В лицо хлынул свежий ветер магии Вейна, и я зажмурилась от удовольствия.
— Попробуй теперь сама, — шепнул Ренуард и отцепил меня от себя. — Держись крепче.
Ну что ж, хорошо… Я сжала свою хлипкую страховку от смерти так крепко, что заныли запястья. Но мне и на это было наплевать, потому что Ренуард раскрутил меня и оттолкнул от себя — на миг я оказалась в свободном полёте. И снова завизжала. От счастья. Батор засмеялся. Он ловко поймал меня и притянул к себе. Прижал спиной к груди. А в следующую секунду мы буквально рухнули с высоты — опустились так резко, что я была уверена — разобьёмся! Сердце подскочило к горлу, странное чувство завибрировало где-то в животе. Какая глупая гибель! Умереть не на войне, не от лап икша, не от пыток стязателей или истязаний Ордена Крона, а вот так, разбившись в стенах заброшенного цирка. На короткий миг я даже вдруг подумала, что так будет лучше… Но потом мы стали падать всё медленнее и медленнее, пока, наконец, не рухнули в белоснежные объятия огромной перины, заботливо поставленной строго под нами.

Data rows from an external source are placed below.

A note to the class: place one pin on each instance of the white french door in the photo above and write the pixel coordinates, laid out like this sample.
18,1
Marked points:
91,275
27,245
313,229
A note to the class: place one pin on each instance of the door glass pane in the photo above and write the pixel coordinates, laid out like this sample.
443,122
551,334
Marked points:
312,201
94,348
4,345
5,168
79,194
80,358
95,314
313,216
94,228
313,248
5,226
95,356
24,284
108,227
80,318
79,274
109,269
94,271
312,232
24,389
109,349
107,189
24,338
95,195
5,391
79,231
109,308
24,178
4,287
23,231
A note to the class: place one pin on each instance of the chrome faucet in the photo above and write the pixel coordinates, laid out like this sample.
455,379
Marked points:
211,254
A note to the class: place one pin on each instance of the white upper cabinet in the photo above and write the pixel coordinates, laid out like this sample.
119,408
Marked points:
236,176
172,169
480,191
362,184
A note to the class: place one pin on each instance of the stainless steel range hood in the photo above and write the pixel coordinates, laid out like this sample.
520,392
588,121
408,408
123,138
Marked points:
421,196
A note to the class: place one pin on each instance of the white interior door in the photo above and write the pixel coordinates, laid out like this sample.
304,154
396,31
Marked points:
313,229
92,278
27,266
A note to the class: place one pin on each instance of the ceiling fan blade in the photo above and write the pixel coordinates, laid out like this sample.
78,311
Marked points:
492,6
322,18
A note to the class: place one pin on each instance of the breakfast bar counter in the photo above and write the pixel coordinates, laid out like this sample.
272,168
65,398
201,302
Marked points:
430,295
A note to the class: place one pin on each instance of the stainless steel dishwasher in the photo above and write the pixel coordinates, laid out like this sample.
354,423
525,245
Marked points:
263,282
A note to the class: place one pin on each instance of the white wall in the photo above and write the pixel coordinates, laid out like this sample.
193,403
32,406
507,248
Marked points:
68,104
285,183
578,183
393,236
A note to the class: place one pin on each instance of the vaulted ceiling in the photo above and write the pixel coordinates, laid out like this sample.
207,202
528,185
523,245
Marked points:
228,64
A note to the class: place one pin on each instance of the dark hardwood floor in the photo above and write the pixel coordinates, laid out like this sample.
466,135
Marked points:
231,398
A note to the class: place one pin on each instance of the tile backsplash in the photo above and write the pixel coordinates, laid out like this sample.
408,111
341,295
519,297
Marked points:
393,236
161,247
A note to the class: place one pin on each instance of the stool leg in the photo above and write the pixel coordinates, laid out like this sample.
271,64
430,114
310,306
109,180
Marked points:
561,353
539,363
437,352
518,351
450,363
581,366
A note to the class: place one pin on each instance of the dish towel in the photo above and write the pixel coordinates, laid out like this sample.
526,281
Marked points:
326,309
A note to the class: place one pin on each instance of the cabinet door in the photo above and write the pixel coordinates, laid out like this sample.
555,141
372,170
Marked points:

Сверху что-то взорвалось и посыпалось — яркое, блестящее, ароматное. Лепестки цветов? Конфетти? Разобрать я не успела, потому что края перины сомкнулись над головой, как пасть чудовища, и вместе с бархатным прикосновением меня обволокла внезапная темнота.
Один вдох. Второй. Третий.
Ничего не происходило.
Не было ни света, ни звука, ни ветра, ни движения. Я будто упала не в мягкую перину, а на дно колодца, заполненного водой, — и толща давила, давила на меня всей своей мощью и высасывала силы. По спине ледяной змеёй скользнула паника, руки покрылись мурашками.
— Эй, — приподнялась я на локте, но снова рухнула без сил.
Ренуарда неожиданно рядом не оказалось, зато упругая ткань сжимала меня в своих тесных объятиях так крепко, будто собиралась задушить. Отрешённая глухота напугала сильнее, чем полёт, чем все наши безумные трюки на высоте.
Я вдруг вспомнила такой же момент темноты на маскараде в Ордене Крона, вспомнила близость Демиурга и следующие за этим колокольчики. Я даже была уверена, что сейчас услышу тонкий перезвон и знакомый голос. Клянусь, я почти стояла там — на террасе старого особняка мёртвой актрисы в окружении разряженных гостей, чувствуя прикосновения господина и ожидая появления Джера. Своего обожаемого личного бога.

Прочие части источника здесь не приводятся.